Fuel Savings, and mores specifically departing with only the fuel we need was talked about at length. Questions were asked about how unintended diversions as a result of lowering the landing fuel might offset the savings. The answer was that the data proves otherwise. And after detailed explanation as to how they will cherry pick flights to beef up fuel loads, if a crew-timeout is projected, etc, should a diversion occur pretty much sold me on the idea. Of course the CA can always do what he needs to do.
Ovens. Basically the answer was this: Look guys, all the new planes weren't going to have them anyway. So you were going to lose them eventually anyway. It just didn't make sense to keep them in some planes and not others. It's a tough business decision... We made it. It isn't personal.
Outsourcing. Our costs for these services were not competitive. Another tough business decision. CEO explained had he not made the decision, his replacement would have had to make it. It sucks, it was necessary, it isn't personal.

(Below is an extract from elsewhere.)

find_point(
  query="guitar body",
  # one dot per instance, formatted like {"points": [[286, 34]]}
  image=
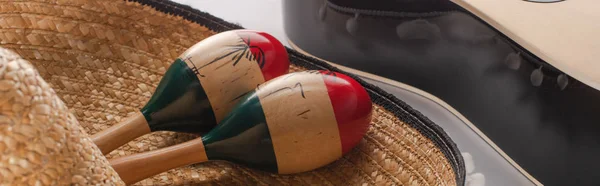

FAPA spoke to us. The company and the union are both solidly committed to their positions. I looked hard, and sensed no weakness in FAPA. They appear extremely confident that our position is strong, and over time, and working though the legal processes and systems in place, we will get our piece of the pie, and shouldn't have to give an inch. But nothing will be handed to us. It is the way it is. But in some strange way this comforts me as I am leery of handshake deals anyway. At my last airline we always ended up with the short end of the stick on those. FAPA did mention a concern that the pilot group might overly focus on hourly rates vs work rules in the new contract. Something to guard, and educate against I guess.
Growth. Mentioned several times by several people. 200 newhires this year, ~90 to 100 upgrades. 15% growth year over year beyond that indefinitely. Want to purchase a second sim. So there will be 3. Two of ours, and one owned by SSS.
First set of snap backs almost certain to happen in April, highly unlikely to happen sooner as a sign of good will.
Denver displacements... Repeatedly asked about. One answer was that they would try to let Denver reduce naturally over time. It certainly won't grow. This seemed to calm some nerves initially, but over the course of two days, trying to read between the lines, I personally feel displacements will happen. The CEO spent a lot of time outlining how expensive Denver is to operate in. I just think the writing is on the wall. That's only my opinion, but know this, I derive at it very reluctantly as I'm devastated at the thought of leaving. But pipe-dreams are for the weak. I gotta face reality.
Look, all in all, from my myopic newhire-esque position I come away feeling better than ever about our future. I'm going to let the business men do what they do best and build this ULCC into the profitable monster it can and will become, and with patience and non-wavering hard nosed negotiating expect this pilot group to fully reap the rewards we deserve.